Le procès du deuxième rebelle marseillais, Sébastien Delogu, pour recel de vol, a été ajourné au mois d’octobre.

Le cas du député de La France Insoumise des Bouches-du-Rhône, Sébastien Delogu, ce qui était censé arriver mardi La date du 9 juin a été reportée au 21 octobre, à la demande du candidat. Il a été poursuivi pour avoir partagé sur les réseaux sociaux un homme d’affaires qui lui reprochait son soutien à Israël.

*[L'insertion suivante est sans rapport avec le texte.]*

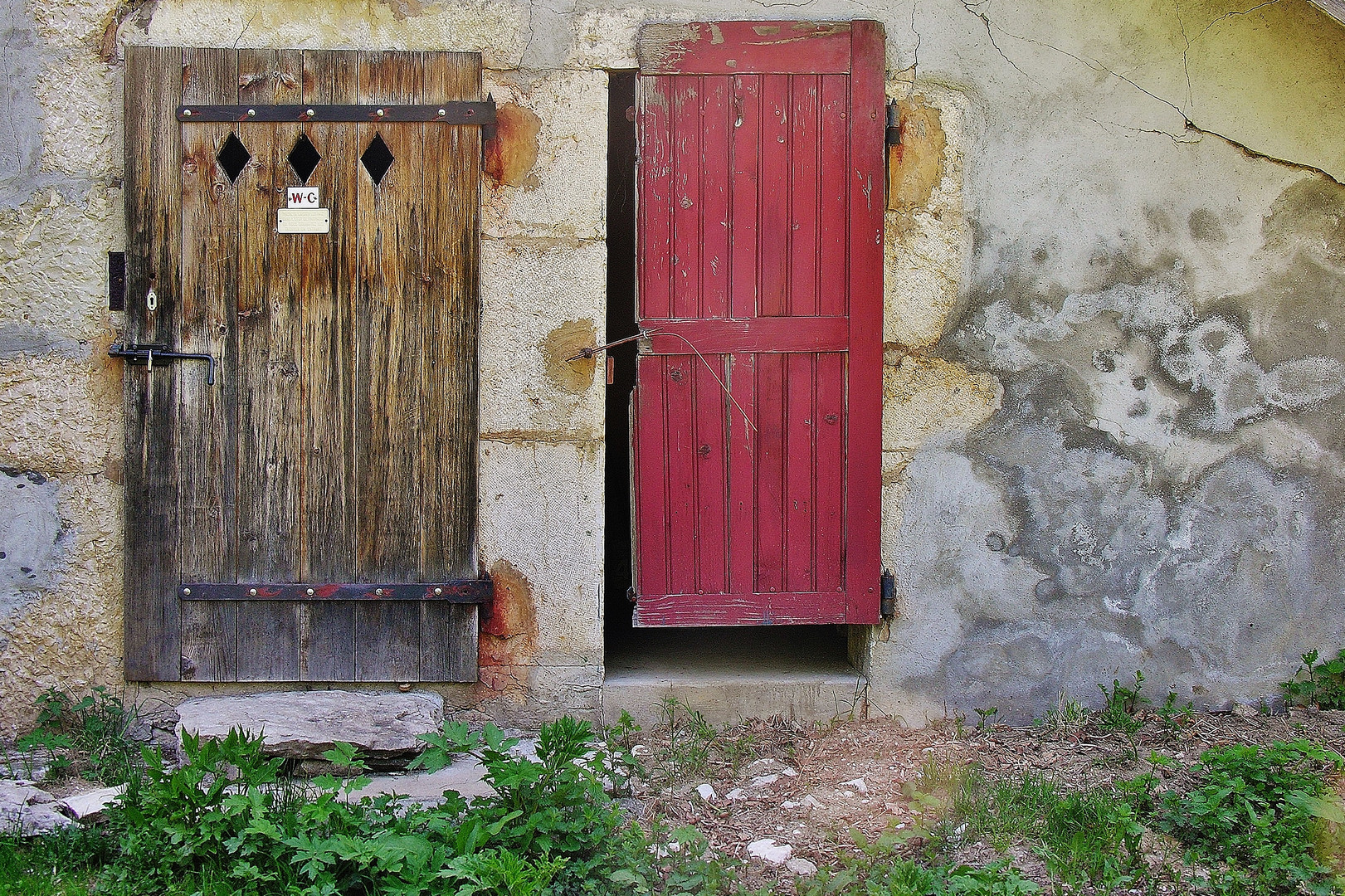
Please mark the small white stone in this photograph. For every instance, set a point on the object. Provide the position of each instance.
(768, 850)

Sébastien Delogu, 39 ans, ne s’est pas présenté au tribunal de Marseille. Compte tenu du retard dans la correspondance dans cette affaire, à laquelle les parties n’ont été convoquées qu’en mai, le tribunal a estimé que la demande de renvoi était « acceptable ».

« Aucun traitement pour cette demande »

Me Yones Taguelmint, l’avocat de Sébastien Delogu, s’est plaint de ne pas avoir eu le temps, d’autant qu’il a reçu en mai la convocation de « plusieurs cas similaires de Sébastien Delogu ».

Fin mai, un représentant de l’Autorité palestinienne a porté plainte contre une personne pour l’avoir insulté, agressé et menacé de mort, et l’avoir accusé de sa position contre le gouvernement israélien. Le parquet de Marseille a ouvert une enquête.

Il sera de nouveau jugé comme victime d’une autre affaire de harcèlement, cette fois en ligne, le 7 juillet.

Me Yones Taguelmint a confirmé qu' »il n’y a aucun moyen de traiter cette demande. Nous pouvons demander une protection parlementaire », a fait valoir l’avocat, et a confirmé la volonté de Sébastien Delogu d’aller à son procès.

L’élu, devenu célèbre pour avoir porté le drapeau palestinien à l’Assemblée nationale, avait déjà été reconnu coupable d’actions « violentes » contre deux responsables de l’Éducation nationale ainsi que de la fermeture d’un lycée en 2023 à Marseille.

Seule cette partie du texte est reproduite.